Starting Lisp and the AllegroGraph Server
We assume that you installed the Lisp on one of your machines according to the instructions that came with Allegro Common Lisp. See the Franz documentation for installation instructions for Allegro CL.
We also assume that you know how to startup Lisp. See the Franz documentation on starting Lisp for more information.
On Windows, select the menu item `Start | Programs | Allegro CL 8.1 | Modern ACL Images | Allegro CL 8.1 (Modern)` (you can also start the one with the IDE if you want to play with the interactive Lisp version of the AllegroGraph).
On Linux/Solaris/Mac OS X (or any other non-Windows platform), the recommended way to start Lisp on UNIX machines is as a subprocess of Emacs (XEmacs or GNU Emacs). However, Lisp may be started from a shell. The disadvantage of starting Lisp from a shell is that the editing and other features of the Emacs-Lisp interface are not available. The command for starting in a shell (assuming the Allegro directory is in your PATH) is:
mlisp
When Lisp is started, an interactive session (similar to a Unix shell, or DOS shell) is opened. Lisp expressions are entered, evaluated and the results printed out. Some expressions may be evaluated for their side-effects. It is also possible to package a Lisp application so that it simply starts and does its thing without any interactions, but that is an advanced topic. In these examples we use the interactive mode for the flexibility it affords. AllegroGraph is an optional module that is loaded (enabled) by evaluating the following expression:
(require :agraph)
You now can do the Lisp tutorial as described in agraph-tutorial.html or you can continue with the following:
The AllegroGraph server Lisp function
Start AllegroGraph Java Server.
To start the server, evaluate the following expression in the Lisp application:
(db.agraph:start-agj-server)
or the more complex form
(db.agraph:start-agj-server
:port 1776 :root "e:/tmp" :limit 3 :ender 'my-end-function :nanny 5)
The second form starts a server at port number 1776; the default directory will be "e:/tmp"; three connections will be allowed before the server shuts down; the function my-end-function will be called whenever a connection is terminated, and when the server shuts down; a separate process will check for dead connections every 5 seconds.

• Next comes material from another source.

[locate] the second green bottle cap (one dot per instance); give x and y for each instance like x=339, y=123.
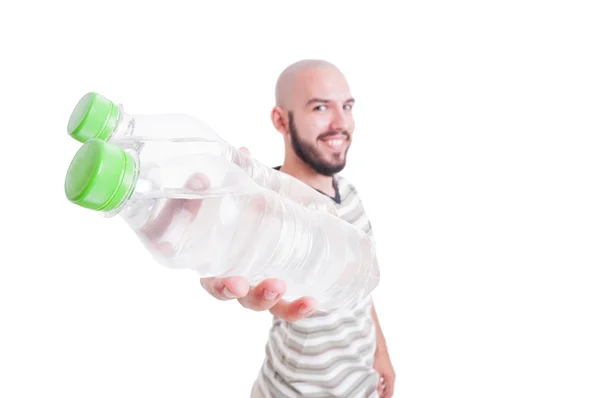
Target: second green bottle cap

The arguments of the call specify how the server should be configured, The Java application must use these same parameters to connect to the server. All the arguments are described in detail in the AllegroGraph Reference Guide.
Setting the location of the AllegroGraph Server application
The main() method of the AllegroGraphConnection class is a utility that sets the Java Preferences value used by the subsequent application.
java -cp '.:com.franz.agraph-2-2-5.jar' com.franz.ag.AllegroGraphConnection [-user uuu] [system sss]
If the method is run without any arguments, it simply lists the current settings on the console.
The -user argument sets a user preference; the -system argument sets a system preference.
Setting a system preference normally requires administrator permission.
The value of each argument is the absolute pathname of the AllegroGraphJavaServer executable distributed with AllegroGraph.
We have not tested Preferences settings with all possible Java and OS combinations. On Windows XP, both user and system preferences are set reliably with Java 1.4.2 and Java 5. On Linux (Fedora 5), Java 5 sets user preferences but GNU Java 1.4.2 did not.
AllegroGraph Java sources
The Java code for the AllegroGraph Java API is open source under the terms of the Mozilla Public License Version 1.1. The source code is distributed with AllegroGraph and is installed with the other AllegroGraph files. The main source files are in agsrc-2-2-5.jar. The file agsrctbc-2-2-5.jar contains additional classes that are used by TopBraidComposer.